The bottom line is: you stop relying on general LLM knowledge for math that needs to be perfectly accurate right now.

1. Tell your agent exactly what you need: a conversion or an exchange rate.
2. The server executes the appropriate tool (`convert_unit`, `batch_convert`, or `get_rate`) using its external math and finance APIs.
3. You get back a deterministic, precise answer—either the converted number or the live market rate.

## Frequently Asked Questions

**How do I use the batch_convert tool?**
You pass an array containing the value, source unit, and target unit to `batch_convert`. It handles multiple conversions at once in a single deterministic pass.

**Is the currency rate from get_rate always up-to-date?**
Yes. The tool pulls rates directly from the European Central Bank (Frankfurter API). Plus, it caches these rates locally for one hour, making subsequent calls fast.

**Can convert_unit handle complex units like speed?**
Yep. `convert_unit` is built to handle multiple physical dimensions, so you can accurately switch between speed units (like km/h and mph) or temperature scales.

**What if I run get_rate repeatedly in a short time?**
You won't. The tool caches the rate locally for one hour, so repeated calls within that window are instant and don't stress external APIs.

**How long is the cache duration when using get_rate?**
The exchange rate data is cached for one hour. This means if you run multiple conversions within that window, subsequent calls are instantaneous and won't trigger rate limits, which speeds up large batch jobs.

**What happens when convert_unit receives bad input?**
The tool validates all inputs against known units. If you give it a non-standard unit or an invalid format, the engine throws a specific error message telling you exactly what needs correcting.

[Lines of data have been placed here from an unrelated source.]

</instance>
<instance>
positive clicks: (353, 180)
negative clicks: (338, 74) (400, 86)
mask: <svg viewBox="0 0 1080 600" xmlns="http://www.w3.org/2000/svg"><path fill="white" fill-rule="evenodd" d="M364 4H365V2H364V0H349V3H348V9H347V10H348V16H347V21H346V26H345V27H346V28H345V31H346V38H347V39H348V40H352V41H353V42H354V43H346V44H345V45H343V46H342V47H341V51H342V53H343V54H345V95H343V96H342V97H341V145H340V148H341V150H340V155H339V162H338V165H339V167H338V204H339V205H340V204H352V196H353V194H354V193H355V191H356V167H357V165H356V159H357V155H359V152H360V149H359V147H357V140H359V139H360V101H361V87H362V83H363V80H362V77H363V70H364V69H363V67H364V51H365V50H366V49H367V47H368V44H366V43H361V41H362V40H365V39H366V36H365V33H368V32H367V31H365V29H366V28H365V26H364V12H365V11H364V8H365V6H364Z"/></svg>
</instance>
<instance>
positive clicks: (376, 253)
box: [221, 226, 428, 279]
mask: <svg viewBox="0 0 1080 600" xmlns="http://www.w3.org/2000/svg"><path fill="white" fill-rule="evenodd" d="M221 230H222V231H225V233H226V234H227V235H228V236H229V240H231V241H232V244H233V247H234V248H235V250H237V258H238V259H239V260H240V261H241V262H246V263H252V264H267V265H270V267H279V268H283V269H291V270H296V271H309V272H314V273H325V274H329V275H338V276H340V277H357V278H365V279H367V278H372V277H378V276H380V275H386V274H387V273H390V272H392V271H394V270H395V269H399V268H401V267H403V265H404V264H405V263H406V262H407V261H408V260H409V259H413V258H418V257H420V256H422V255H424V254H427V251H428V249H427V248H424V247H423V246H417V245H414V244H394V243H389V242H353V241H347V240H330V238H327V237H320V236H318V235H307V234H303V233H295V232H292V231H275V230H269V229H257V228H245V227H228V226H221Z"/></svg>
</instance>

**What data types can batch_convert process efficiently?**
It accepts arrays containing values, source units, and target units. The underlying mathematical model processes standard numeric inputs across all dimensions reliably.

**Is the data from get_rate secure and traceable to me?**
No, the rates come directly from the European Central Bank. We only fetch public reference rates; your specific conversion history is managed by your AI client's session, not stored on our end.

**How often are currency rates updated?**
Rates are fetched live and cached for exactly 1 hour.

**What physical units are supported?**
Length, mass, volume, temperature, and speed are fully supported via mathjs.

**Can it batch convert an array of data?**
Yes, the batch processor can handle large JSON arrays instantly.